I should see something like this on the Terminal window of the master node:

$ stack exec aivika-distributed-test master 0
Slaves: [nid://192.168.99.20:8080:0,nid://192.168.99.10:8081:0,nid://192.168.99.10:8082:0]
[WARNING] Received a process monitor notification ProcessMonitorNotification (MonitorRef {monitorRefIdent = pid://192.168.99.10:8081:0:19, monitorRefCounter = 1}) pid://192.168.99.10:8081:0:19 DiedDisconnect
[WARNING] Received a process monitor notification ProcessMonitorNotification (MonitorRef {monitorRefIdent = pid://192.168.99.10:8082:0:19, monitorRefCounter = 2}) pid://192.168.99.10:8082:0:19 DiedDisconnect
[WARNING] Received a process monitor notification ProcessMonitorNotification (MonitorRef {monitorRefIdent = pid://192.168.99.20:8080:0:13, monitorRefCounter = 0}) pid://192.168.99.20:8080:0:13 DiedDisconnect
[NOTICE] Begin reconnecting...
[NOTICE] Direct reconnecting to pid://192.168.99.10:8081:0:19
[NOTICE] Direct reconnecting to pid://192.168.99.10:8082:0:19
[NOTICE] Direct reconnecting to pid://192.168.99.20:8080:0:13
[NOTICE] Proceed to the re-monitoring
[NOTICE] Re-monitoring pid://192.168.99.10:8081:0:19
[NOTICE] Writing to the channel about reconnecting to pid://192.168.99.10:8081:0:19
[NOTICE] Re-monitoring pid://192.168.99.10:8082:0:19
[NOTICE] Writing to the channel about reconnecting to pid://192.168.99.10:8082:0:19
[NOTICE] Re-monitoring pid://192.168.99.20:8080:0:13
[NOTICE] Writing to the channel about reconnecting to pid://192.168.99.20:8080:0:13
[NOTICE] t = 1000.0: reconnecting to pid://192.168.99.10:8081:0:19...
[NOTICE] t = 1000.0: reconnecting to pid://192.168.99.10:8082:0:19...

After plugging in the Ethernet cable, Aivika should recover the distributed simulation, where the global virtual time will increase again in the Terminal window of the Time Server.

Simulation Results

Whatever cluster you build, however many times you run the simulation, you should always see the same final results if you are using computers of the same architecture. The results are printed in the Terminal window of the master node.

In my case I receive the following results:

The result is (0.6174488980632207,0.6666666666666666)

It is possible thanks to the fact that the distributed simulation model uses pseudo-random generators with the predefined seed.

Finally, on Linux and macOS you can launch another simulation by using the same Time Server and auxiliary nodes, i.e. the slave nodes, and by running a new master node. The slave nodes should be shutdown explicitly, but they will behave like a service for each new simulation. On Windows I recommend to restart all nodes for each new simulation run.

All or Nothing

Unfortunately, the logical processes cannot wait indefinitely long for each other. Therefore, the cluster has an embedded mechanism of self-destruction in case of too long connection errors.
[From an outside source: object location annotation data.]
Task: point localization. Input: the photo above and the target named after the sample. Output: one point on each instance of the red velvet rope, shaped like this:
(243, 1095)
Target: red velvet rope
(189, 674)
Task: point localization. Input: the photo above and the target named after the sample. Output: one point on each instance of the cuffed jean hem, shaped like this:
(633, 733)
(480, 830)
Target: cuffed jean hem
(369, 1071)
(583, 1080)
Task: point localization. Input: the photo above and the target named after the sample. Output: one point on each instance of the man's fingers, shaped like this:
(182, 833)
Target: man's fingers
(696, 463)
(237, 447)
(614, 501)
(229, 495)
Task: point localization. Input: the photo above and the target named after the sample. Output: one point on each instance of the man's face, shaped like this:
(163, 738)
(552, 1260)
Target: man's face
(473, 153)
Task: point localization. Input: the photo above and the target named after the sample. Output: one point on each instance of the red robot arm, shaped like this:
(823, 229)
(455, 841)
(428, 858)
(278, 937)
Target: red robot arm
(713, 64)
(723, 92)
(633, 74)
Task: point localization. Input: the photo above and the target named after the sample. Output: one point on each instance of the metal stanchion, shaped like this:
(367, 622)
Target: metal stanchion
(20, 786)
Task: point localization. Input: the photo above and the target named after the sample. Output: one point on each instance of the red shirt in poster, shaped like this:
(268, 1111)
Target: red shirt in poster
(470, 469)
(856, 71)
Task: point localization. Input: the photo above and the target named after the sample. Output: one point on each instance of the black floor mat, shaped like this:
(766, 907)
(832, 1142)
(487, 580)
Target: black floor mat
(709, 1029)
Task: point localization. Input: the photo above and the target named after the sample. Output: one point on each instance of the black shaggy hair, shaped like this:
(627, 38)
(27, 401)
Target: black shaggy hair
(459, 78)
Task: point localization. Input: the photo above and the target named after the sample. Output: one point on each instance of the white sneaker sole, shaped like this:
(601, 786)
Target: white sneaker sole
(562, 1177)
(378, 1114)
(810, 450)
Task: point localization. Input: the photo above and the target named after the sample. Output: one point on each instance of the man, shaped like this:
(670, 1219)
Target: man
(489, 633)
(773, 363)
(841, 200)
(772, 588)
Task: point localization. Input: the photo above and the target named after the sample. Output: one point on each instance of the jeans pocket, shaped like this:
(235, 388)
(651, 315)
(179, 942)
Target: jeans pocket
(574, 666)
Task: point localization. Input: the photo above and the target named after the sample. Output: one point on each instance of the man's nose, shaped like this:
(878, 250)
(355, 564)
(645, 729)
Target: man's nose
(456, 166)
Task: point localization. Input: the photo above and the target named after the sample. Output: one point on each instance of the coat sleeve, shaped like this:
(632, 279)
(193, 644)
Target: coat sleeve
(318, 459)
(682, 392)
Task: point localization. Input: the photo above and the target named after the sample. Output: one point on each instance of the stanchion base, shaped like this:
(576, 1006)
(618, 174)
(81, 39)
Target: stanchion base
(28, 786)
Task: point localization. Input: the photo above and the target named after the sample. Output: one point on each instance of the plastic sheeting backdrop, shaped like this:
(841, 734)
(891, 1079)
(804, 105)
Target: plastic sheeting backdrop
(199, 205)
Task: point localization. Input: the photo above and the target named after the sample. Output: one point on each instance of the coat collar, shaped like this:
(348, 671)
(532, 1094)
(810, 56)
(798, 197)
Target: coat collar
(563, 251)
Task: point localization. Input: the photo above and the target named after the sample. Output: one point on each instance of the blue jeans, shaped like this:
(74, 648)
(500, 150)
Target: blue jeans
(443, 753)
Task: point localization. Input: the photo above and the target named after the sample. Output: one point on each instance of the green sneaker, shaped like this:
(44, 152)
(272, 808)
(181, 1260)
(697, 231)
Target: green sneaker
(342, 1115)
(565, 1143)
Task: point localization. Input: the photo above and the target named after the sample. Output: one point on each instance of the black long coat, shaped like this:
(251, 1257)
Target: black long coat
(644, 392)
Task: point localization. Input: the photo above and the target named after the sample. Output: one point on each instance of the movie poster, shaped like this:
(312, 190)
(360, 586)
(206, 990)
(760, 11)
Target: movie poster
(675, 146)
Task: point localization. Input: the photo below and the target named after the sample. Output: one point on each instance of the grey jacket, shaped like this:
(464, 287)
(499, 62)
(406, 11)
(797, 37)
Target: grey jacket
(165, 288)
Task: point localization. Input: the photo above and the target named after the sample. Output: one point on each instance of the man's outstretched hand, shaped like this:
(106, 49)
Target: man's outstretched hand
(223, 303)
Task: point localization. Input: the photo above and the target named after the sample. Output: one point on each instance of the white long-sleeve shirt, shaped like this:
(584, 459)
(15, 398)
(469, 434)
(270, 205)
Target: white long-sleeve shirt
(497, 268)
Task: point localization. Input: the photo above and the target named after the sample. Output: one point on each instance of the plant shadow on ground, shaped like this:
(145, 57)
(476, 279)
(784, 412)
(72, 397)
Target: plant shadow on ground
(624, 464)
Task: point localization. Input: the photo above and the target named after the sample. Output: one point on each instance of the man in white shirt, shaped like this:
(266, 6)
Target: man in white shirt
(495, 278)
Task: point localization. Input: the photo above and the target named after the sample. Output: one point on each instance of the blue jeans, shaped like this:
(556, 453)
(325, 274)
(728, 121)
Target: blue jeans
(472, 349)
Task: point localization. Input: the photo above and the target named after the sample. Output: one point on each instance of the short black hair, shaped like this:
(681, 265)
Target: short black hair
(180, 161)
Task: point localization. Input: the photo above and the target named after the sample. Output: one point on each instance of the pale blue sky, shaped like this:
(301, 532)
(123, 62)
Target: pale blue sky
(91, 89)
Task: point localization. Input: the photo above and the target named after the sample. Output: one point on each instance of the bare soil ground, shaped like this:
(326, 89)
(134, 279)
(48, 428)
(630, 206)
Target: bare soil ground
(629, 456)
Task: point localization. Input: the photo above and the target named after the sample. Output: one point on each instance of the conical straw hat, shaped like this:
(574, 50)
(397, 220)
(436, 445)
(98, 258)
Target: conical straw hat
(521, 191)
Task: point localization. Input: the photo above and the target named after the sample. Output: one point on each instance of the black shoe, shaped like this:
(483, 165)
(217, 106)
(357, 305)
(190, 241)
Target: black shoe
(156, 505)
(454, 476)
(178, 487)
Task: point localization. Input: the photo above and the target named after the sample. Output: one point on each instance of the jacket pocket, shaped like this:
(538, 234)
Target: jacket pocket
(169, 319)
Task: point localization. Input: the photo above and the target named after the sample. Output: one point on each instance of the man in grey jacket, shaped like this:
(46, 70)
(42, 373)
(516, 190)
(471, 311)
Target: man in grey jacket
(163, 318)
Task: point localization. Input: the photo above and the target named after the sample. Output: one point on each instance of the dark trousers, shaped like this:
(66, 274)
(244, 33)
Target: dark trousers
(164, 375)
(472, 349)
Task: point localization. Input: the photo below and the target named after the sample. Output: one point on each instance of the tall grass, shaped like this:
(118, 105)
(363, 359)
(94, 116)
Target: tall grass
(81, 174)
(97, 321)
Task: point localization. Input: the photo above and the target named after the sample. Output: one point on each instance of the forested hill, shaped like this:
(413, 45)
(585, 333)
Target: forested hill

We can turn this mechanism off or tune it by specifying the timeout parameters (tsStrategy, tsTimeSyncTimeout, dioStrategy and dioTimeSyncTimeout).

By default, if the Time Server cannot receive the modeling time information, at least, from any logical process for 5-6 minutes, then the Time Server terminates. Similarly, if some logical process cannot receive the modeling time information from the Time Server for 5-6 minutes, then that logical process terminates too. So, if some logical process or the Time Server shuts down, then the cluster with default settings will destroy itself, at least, in about 10-12 minutes.

At the same time, we can specify that the processes have to wait indefinitely for each other, but it is recommended to specify the timeout parameters, though. In case of need you can just set them great values.

Thus, when using the default settings, the distributed simulation will either finish returning the final result, or destruct itself exiting by timeout with error code.